Artistas consagrados participam na festa
A protecção dos direitos de autor e o combate à pirataria são as grandes apostas do Governo na presente edição do Festival Nacional de Cultura, que decorre em Chimoio. Artistas consagrados das mais distintas disciplinas culturais participam em massa no certame.
Elevada à categoria de cidade a 13 de Julho de 1969, a então Vila Pery, actual Chimoio, nome que deriva de um clã local, o clã Moyo, veste o estatuto de capital cultural, até domingo. É assim que a euforia é o denominador comum, levando a enchentes aos locais onde os artistas se apresentam. Não há motivos para inveja, afinal de contas, a pacata cidade, ora garrida, espalha alegria em todos os cantos, por ocasião da fase final do VI Festival Nacional de Cultura.
Neste momento, a festa passou à alçada dos artistas. Para além dos que se exibirão no certame, estão também presentes artistas nacionais de renome. estamos a falar do jazz-man Moreira Chonguiça, Hortêncio Langa, José Mucavel, a coreógrafa e bailarina Maria Helena Pinto, a coreógrafa e professora Maria Luísa Mugalela, a actriz de teatro Lucrécia Paco, os escritores Pedro Chissano, Adelino Timóteo, entre outros, que para além de se inspirarem nas várias manifestações artísticas levadas a Manica por artistas de todas as províncias nacionais.
Em locais como o campo 25 de Junho, Textáfrica, entre outros, já há movimento de grupos de música, dança e teatro, complementados por feiras do livro, do disco e de artesanato.
O VI Festival Nacional é o segundo que se realiza em moldes multidisciplinares, juntando todo um potencial de música ligeira e tradicional, literatura, dança, teatro, cinema, artes plásticas, artesanato, moda e gastronomia. Esta festa estende-se a outros pontos da província de Manica, nomeadamente, vila-sede do distrito com o mesmo nome, Gondola e Sussundenga.

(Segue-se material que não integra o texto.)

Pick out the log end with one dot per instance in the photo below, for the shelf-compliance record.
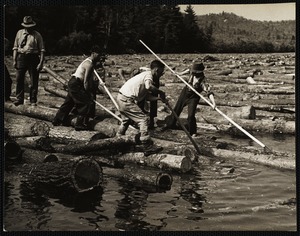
(186, 165)
(40, 128)
(50, 158)
(164, 181)
(86, 175)
(188, 152)
(12, 150)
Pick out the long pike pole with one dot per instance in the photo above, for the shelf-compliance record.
(226, 117)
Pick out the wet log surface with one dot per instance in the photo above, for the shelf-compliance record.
(272, 97)
(74, 175)
(141, 177)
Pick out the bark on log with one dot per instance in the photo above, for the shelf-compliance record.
(162, 161)
(278, 160)
(12, 151)
(265, 126)
(68, 133)
(266, 89)
(75, 175)
(116, 144)
(18, 126)
(32, 111)
(38, 142)
(256, 105)
(141, 177)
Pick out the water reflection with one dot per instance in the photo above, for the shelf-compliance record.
(131, 209)
(192, 189)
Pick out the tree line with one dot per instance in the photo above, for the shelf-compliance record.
(74, 29)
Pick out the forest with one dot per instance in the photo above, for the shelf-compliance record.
(118, 28)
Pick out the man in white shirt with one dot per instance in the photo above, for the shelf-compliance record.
(134, 91)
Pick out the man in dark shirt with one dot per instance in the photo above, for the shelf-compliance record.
(28, 55)
(189, 98)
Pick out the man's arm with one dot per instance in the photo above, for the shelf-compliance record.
(150, 87)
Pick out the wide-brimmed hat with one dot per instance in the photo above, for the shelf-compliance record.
(197, 67)
(28, 22)
(96, 49)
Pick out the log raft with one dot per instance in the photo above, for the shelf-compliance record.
(161, 160)
(74, 175)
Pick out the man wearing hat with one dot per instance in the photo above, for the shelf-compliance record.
(189, 98)
(81, 93)
(28, 55)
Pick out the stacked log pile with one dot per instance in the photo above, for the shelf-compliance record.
(258, 93)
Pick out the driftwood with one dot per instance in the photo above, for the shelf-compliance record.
(213, 149)
(12, 151)
(74, 175)
(18, 126)
(141, 177)
(68, 133)
(265, 126)
(116, 144)
(162, 161)
(278, 160)
(37, 142)
(266, 89)
(32, 111)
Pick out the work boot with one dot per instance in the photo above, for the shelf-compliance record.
(17, 103)
(79, 126)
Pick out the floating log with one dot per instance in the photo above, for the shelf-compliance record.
(12, 151)
(18, 126)
(68, 133)
(256, 105)
(115, 144)
(31, 111)
(251, 88)
(225, 72)
(266, 126)
(75, 175)
(162, 161)
(141, 177)
(37, 142)
(213, 149)
(279, 160)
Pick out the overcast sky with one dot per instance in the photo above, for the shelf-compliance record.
(268, 12)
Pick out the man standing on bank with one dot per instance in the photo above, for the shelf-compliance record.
(189, 98)
(28, 55)
(81, 93)
(135, 90)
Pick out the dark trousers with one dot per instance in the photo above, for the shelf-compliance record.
(186, 98)
(8, 83)
(27, 62)
(77, 97)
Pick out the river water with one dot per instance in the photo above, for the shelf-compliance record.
(219, 195)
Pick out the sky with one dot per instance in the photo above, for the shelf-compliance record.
(262, 12)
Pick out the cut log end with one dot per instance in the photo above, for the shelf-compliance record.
(186, 165)
(164, 181)
(40, 128)
(86, 175)
(12, 150)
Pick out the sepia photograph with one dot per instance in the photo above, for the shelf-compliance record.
(149, 117)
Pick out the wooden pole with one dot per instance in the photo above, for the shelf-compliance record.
(216, 109)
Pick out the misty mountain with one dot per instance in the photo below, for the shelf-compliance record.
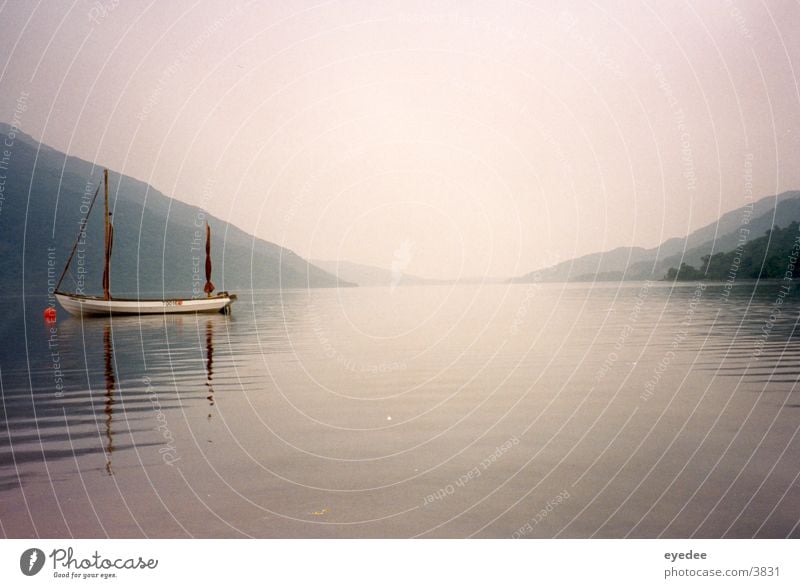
(635, 263)
(367, 275)
(158, 241)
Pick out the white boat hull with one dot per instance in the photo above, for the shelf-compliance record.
(91, 305)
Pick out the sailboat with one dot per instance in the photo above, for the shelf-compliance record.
(79, 304)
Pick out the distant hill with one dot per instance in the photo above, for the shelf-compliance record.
(155, 238)
(636, 263)
(367, 275)
(770, 256)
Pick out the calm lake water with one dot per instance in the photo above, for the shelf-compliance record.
(551, 410)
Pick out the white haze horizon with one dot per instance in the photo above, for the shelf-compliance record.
(477, 141)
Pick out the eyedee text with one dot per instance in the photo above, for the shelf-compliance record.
(687, 555)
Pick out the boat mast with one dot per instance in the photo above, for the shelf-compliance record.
(209, 287)
(107, 248)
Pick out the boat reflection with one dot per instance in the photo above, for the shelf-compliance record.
(210, 362)
(111, 384)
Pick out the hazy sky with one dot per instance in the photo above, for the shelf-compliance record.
(470, 138)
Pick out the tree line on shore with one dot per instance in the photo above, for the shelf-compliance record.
(770, 256)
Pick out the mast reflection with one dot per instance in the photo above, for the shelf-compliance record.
(111, 384)
(210, 362)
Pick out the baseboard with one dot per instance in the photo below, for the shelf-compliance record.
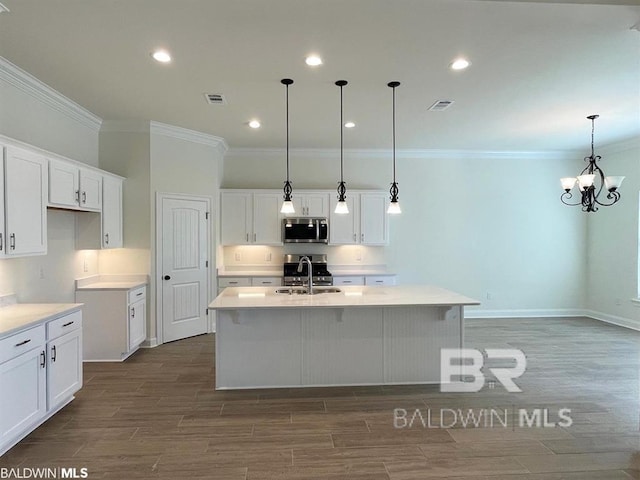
(614, 320)
(150, 343)
(561, 312)
(557, 312)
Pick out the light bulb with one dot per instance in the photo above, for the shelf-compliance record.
(394, 208)
(287, 207)
(341, 207)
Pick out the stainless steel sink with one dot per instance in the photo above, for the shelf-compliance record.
(303, 291)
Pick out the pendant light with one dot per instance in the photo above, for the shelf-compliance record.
(341, 207)
(394, 205)
(287, 205)
(591, 182)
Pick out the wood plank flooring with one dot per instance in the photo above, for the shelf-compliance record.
(157, 416)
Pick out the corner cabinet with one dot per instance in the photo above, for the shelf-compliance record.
(102, 230)
(365, 224)
(74, 187)
(23, 223)
(250, 218)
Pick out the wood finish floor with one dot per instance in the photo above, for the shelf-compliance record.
(158, 416)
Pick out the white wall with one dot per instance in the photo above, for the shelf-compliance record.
(613, 242)
(475, 224)
(61, 127)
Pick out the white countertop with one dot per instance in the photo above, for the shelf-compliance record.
(111, 282)
(19, 316)
(238, 298)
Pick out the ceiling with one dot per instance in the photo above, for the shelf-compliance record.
(538, 68)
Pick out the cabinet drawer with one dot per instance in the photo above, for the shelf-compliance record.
(62, 325)
(266, 281)
(137, 294)
(234, 281)
(380, 280)
(22, 342)
(348, 280)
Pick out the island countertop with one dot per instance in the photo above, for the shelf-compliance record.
(238, 298)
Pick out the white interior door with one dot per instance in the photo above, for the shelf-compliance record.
(184, 248)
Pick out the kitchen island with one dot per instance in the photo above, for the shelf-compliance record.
(275, 337)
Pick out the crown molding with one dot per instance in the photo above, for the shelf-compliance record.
(193, 136)
(420, 154)
(27, 83)
(632, 143)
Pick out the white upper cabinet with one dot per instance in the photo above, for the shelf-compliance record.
(250, 218)
(25, 188)
(74, 187)
(111, 212)
(365, 224)
(310, 204)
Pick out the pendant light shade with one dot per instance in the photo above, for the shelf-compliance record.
(287, 204)
(341, 207)
(394, 205)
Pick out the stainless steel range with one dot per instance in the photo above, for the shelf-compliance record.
(293, 278)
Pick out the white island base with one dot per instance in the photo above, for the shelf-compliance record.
(333, 339)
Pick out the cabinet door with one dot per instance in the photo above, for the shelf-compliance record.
(26, 202)
(137, 323)
(235, 217)
(111, 213)
(90, 190)
(266, 219)
(343, 228)
(374, 228)
(23, 399)
(64, 184)
(316, 204)
(64, 374)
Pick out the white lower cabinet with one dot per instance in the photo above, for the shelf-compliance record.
(116, 322)
(40, 370)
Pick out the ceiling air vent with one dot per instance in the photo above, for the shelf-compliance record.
(215, 99)
(441, 105)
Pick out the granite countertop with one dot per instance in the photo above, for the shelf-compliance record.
(111, 282)
(238, 298)
(19, 316)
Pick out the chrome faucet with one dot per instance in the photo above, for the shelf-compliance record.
(309, 271)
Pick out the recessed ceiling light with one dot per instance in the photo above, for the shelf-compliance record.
(161, 56)
(460, 64)
(313, 60)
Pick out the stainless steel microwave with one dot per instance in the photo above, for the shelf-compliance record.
(305, 230)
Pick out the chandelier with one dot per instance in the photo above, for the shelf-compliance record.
(590, 182)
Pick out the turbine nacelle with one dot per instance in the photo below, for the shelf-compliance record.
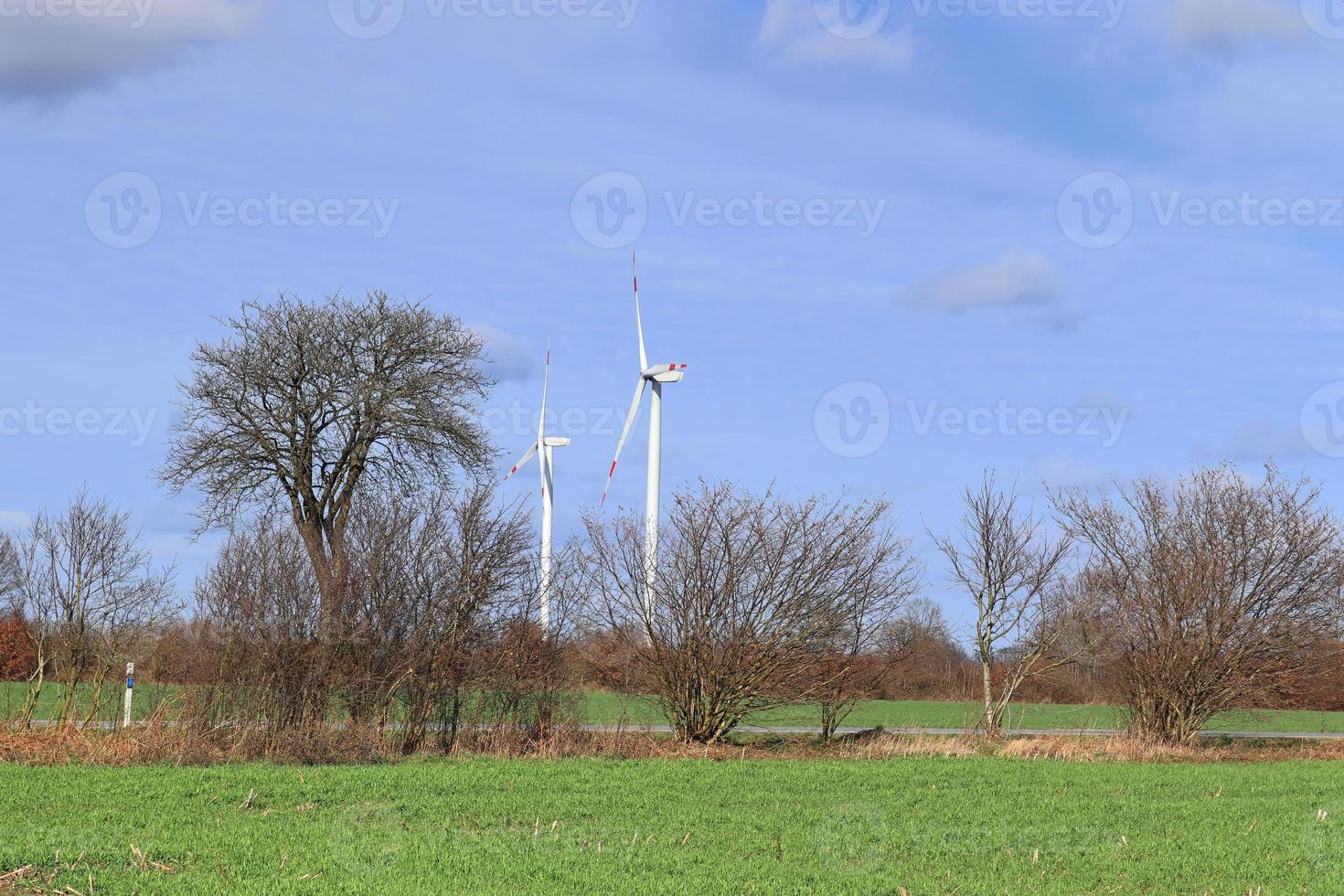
(664, 372)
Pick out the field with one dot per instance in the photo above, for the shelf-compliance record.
(606, 709)
(486, 825)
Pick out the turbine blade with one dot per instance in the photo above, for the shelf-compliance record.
(522, 461)
(546, 386)
(625, 432)
(638, 321)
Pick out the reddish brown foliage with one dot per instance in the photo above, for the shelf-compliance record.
(16, 652)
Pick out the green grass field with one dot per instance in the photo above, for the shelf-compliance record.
(608, 709)
(929, 825)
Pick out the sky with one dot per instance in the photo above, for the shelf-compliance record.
(897, 240)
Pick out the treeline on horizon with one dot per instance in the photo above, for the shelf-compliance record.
(372, 575)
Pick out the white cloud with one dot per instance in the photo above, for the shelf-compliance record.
(508, 361)
(1064, 472)
(1012, 281)
(1105, 400)
(1226, 26)
(50, 48)
(1261, 440)
(795, 28)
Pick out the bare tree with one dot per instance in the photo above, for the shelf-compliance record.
(262, 607)
(302, 404)
(752, 597)
(1009, 566)
(88, 592)
(440, 581)
(855, 666)
(1215, 590)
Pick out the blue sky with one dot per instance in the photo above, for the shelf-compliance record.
(897, 242)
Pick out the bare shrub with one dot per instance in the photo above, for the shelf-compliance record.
(1217, 592)
(88, 594)
(304, 404)
(262, 603)
(752, 598)
(1014, 571)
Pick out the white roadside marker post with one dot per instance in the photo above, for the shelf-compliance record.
(131, 686)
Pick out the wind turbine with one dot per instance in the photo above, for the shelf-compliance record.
(656, 375)
(545, 449)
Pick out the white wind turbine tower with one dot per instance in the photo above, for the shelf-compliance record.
(545, 449)
(655, 375)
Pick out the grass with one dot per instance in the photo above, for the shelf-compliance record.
(491, 825)
(609, 709)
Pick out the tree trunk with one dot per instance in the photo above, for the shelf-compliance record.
(991, 715)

De salientar que o evento conta com a participação de milhares de pessoas, entre artistas, técnicos e o público em geral, com destaque para as delegações provenientes das outras 10 províncias do país.
Guebuza elege pirataria como mal a abater
No acto inaugural do festival, que contou com a presença de mais de duas mil pessoas, o Presidente da República, Armando Guebuza, referiu que a área de protecção dos direitos de autor e combate à pirataria - uma prática que não só lesa o criador, como também o empresário e o Estado - deve merecer a atenção do Governo, pois também corrói o nome de Moçambique além-fronteiras.
Guebuza, que falava à margem da abertura do certame, que nesta edição decorre sob o lema “Celebrando 2010 - Ano Internacional de Aproximação de Culturas”, desafiou os agentes da cultura a, através das artes e cultura, gerarem benefícios para o bem-estar dos criadores nacionais e para o crescimento da contribuição do sector artístico no Produto Interno Bruto (PIB).
Guebuza referiu ainda que o potencial da indústria criativa poderá trazer mais postos de trabalho e, dessa forma, integrar mais cidadãos na dinamização da economia nacional.
Em jeito de aula de sapiência, o Chefe do Estado afirmou que, para se lograr esse feito, há que enfrentar e superar alguns desafios. Foi assim que Armando Guebuza vincou a necessidade e convicção de que o potencial das indústrias culturais pode gerar benefícios, formação de quadros para a gestão e promoção das indústrias culturais e da produção artística. Referiu-se ainda à necessidade de reforço das parcerias entre o Estado, sector privado e artistas para a implementação da legislação e políticas aprovadas para os diferentes sub-sectores da cultura.
Ainda na sua intervenção, Guebuza disse que o povo é detentor de um grande potencial artístico-cultural, expresso através da música, dança, literatura, indústria fonográfica e cinematográfica, bem como por via de edição de jornais, revistas, bem como outras publicações e formas criativas que o génio moçambicano é capaz de realizar.
O Chefe do Estado salientou que este festival vai permitir a troca de conhecimento entre os participantes e o público em geral, ao mesmo tempo que é uma oportunidade para promover o diálogo entre o conhecimento milenar do povo moçambicano e as criações mais recentes do mesmo.